Рано еще что-то анализировать, класть по полочкам, и словно бы в подтверждение я услышал:
— Поручиться могу, теперь она продаст и вторую фирму — ту, рекламную.
Продолжение, после маленькой паузы, последовало само.
— Алла настаивала — им надо вообще валить из России. Продать всё, перевести деньги и заниматься бизнесом там. Когда с месяц назад сидели в ресторане, даже разгорячилась: «Здесь всегда будет только параша, цивилизация сюда носа не сунет!». Сама за этот год раз семь или восемь выезжала в Европу. Кстати, она же Иняз кончала, английский и французский почти как родные.
— А муж?
— Он совсем не хотел. Там для него всё чужое, иностранных языков — никаких, а здесь бизнес шел прилично вполне. Зачем?
— Не поддавался?
— Вот в этом пункте — никак. Отшучивался: дескать, езди туда сколько нравится, а мне-патриоту нельзя без России, из Есенина зачитывал: «Я скажу — не надо рая, дайте родину мою». Аллу это откровенно злило.
«И получил Сергей Есенин по полной программе», — подумал я.
Скоро я шел по Кузнецкому вниз к Пассажу, чтобы потом к себе на Петровку. Зимняя темнота уже стала хозяйкой в городе, ей в ответ зажглись фонари и многоцветные витрины дорогих магазинов, крупные снежинки медленно плавали в неморозном воздухе, а люди в предновогоднем настроении выглядели не такими хмурыми, как обычно; не хотелось уходить от приятного раннего вечера в помещения — двигался, поэтому, неторопливо; две рюмки бренди шевельнули во мне настроения, мозг заупрямился думать, а от упомянутого Есенина завертелись разные строчки.
Отец Есенина очень любил, а от него перешло и к нам с братом.
У меня удивительно негодная память именно на стихи, кажется, я вообще не помню ни одного целиком. А может быть, оно и хорошо, потому что, перечитывая, получаешь свежее впечатление, и чувство радости не притупляется.
Всплывали замечательные строчки про «журавлей», «костер рябины красной»… И я помнил чудесный финал:
«Не обгорят рябиновые кисти,
От желтизны не пропадет трава.
Как дерево роняет тихо листья,
Так я роняю грустные слова.
И если время, ветром разметая,
Сгребет их все в один ненужный ком…
Скажите так… что роща золотая
Отговорила милым языком».
В то время, больше двадцати лет назад, только робко начинали обсуждать причину смерти Есенина.
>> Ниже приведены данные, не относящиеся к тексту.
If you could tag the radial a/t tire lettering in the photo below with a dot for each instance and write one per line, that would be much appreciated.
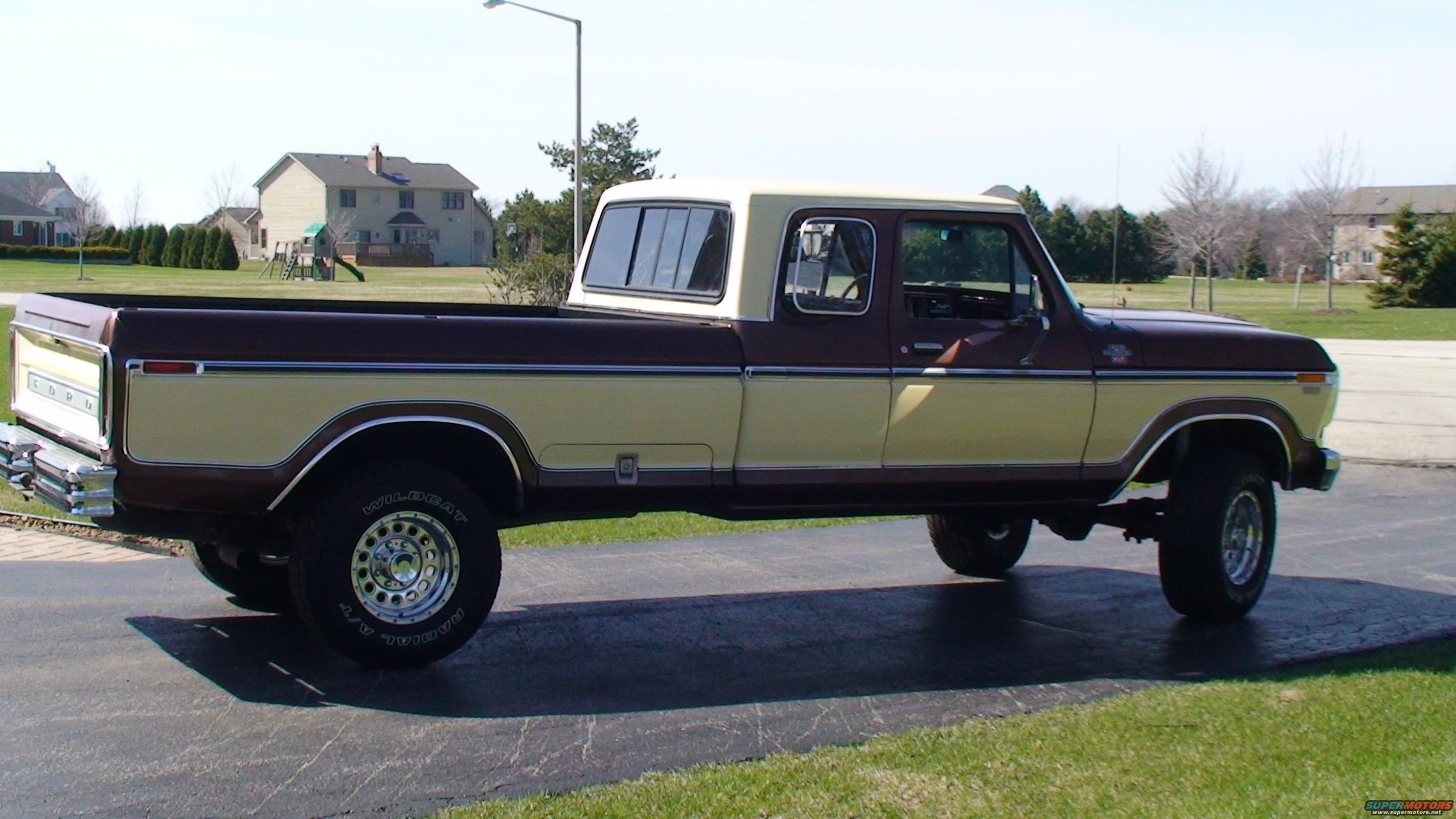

Сейчас уже мало кто оспаривает убийство. Спорят, и яро, совсем о другом — кто его автор? А более точно — Троцкий или Сталин?
Разумеется, давно нет никаких троцкистов, их не было уже в конце 30-х при сталинских посадках и расстрелах за «троцкизм». Так кто с кем, а главное — зачем, сейчас спорит?
Попробуем разобраться и заодно приведем две гипотезы смерти поэта.
Однако опять нельзя без истории.
История имеет единственный смысл — она школа для человечества; но в ней, неоднородное по своему составу, человечество учится очень по-разному. Кто-то внимательно и трудолюбиво переходит из класса в класс, кто-то застрял, не исключено навсегда, в одном из младших, и, только физически подрастая, меняет форму на более взрослую. К таким «навсегда второгодникам» русская мысль, например — в лице декабристов, относила некоторые «маленькие гордые народы» («Русская правда»). А «особая» русская мысль, в лице ранних славянофилов, заявляя о европейской бездуховности и «особом» русском пути (про какой он — сами толком объяснить не умели), уверяла: в общую человеческую школу ходить нам не надо.
Задержимся тут чуть-чуть.
На наш взгляд, в российской исторической науке упущен важнейший аспект перехода от 18-го века в 19-й — сменилась государственная и культурно-общественная парадигма: из державы, близкой к Европе, Россия стала превращаться в самодостаточную затворницу, ученица-отличница принялась пересаживаться с первой парты всё дальше назад, мрачнее и урча про потерю «у них» духовности, а скоро уже и о том, что духовности никогда там и вовсе не было, а христианство не настоящее.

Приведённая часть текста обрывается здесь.